Sheldon H. Danziger (born September 30, 1948) is an American economist, focusing in trends in poverty and inequality, and the effects of economic and demographic changes and government social programs on disadvantaged groups, currently the Henry J. Meyer Distinguished University Professor Emeritus of Public Policy at University of Michigan and an Elected Fellow of the American Academy of Political and Social Science and American Academy of Arts and Sciences. He is also the President of Russell Sage Foundation.

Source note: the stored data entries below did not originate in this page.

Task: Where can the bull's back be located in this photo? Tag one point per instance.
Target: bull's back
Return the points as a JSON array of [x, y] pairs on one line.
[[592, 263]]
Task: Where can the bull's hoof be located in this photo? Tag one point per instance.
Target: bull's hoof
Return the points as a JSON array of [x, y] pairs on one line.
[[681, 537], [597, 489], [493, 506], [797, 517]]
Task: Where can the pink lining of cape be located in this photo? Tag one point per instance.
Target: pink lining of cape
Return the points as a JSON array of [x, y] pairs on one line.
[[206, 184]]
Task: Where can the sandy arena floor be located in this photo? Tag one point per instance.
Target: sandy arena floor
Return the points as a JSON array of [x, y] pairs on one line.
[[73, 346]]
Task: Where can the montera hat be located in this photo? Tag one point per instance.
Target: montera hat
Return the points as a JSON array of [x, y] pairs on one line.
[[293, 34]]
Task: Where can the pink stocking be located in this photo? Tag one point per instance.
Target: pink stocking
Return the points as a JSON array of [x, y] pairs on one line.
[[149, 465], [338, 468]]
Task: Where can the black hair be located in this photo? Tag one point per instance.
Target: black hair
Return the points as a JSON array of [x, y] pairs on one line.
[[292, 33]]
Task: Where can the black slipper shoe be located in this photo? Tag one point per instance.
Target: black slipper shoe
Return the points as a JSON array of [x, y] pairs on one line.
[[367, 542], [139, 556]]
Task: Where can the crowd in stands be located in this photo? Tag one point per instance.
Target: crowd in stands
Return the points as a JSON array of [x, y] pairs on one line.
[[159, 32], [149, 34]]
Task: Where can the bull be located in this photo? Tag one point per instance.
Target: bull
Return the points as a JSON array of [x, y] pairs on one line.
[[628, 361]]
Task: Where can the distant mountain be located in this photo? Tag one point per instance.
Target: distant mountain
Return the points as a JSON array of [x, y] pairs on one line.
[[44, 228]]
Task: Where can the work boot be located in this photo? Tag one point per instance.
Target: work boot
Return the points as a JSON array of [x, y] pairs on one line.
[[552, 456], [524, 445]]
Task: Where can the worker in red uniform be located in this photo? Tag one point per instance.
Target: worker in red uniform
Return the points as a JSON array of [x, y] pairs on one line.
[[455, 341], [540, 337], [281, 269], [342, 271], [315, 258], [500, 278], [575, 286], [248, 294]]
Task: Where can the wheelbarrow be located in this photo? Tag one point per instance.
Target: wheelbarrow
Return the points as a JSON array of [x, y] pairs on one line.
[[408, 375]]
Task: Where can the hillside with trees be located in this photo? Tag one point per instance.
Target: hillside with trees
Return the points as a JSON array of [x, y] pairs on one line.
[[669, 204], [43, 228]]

He was the recipient of a Guggenheim Fellowship in 2008.

== Background ==
Danziger received his B.A. from Columbia University and his Ph.D. in economics from the Massachusetts Institute of Technology. He was on faculty at the University of Wisconsin-Madison as the Director of the Institute for Research on Poverty from 1983-1988 before joining the faculty at the University of Michigan in 1998.

== Writing ==
American Unequal (co-author, 1995)

Detroit Divided (co-author, 2000)

== Personal life and family ==
Danziger is married to Sandra K. Danziger, the Edith A Lewis Collegiate Professor of Social Work at the Gerald R. Ford School of Public Policy. His son, Jacob Danziger, is married to Phoebe Connell, daughter of longtime Metropolitan Opera chief stage manager Thomas H. Connell III.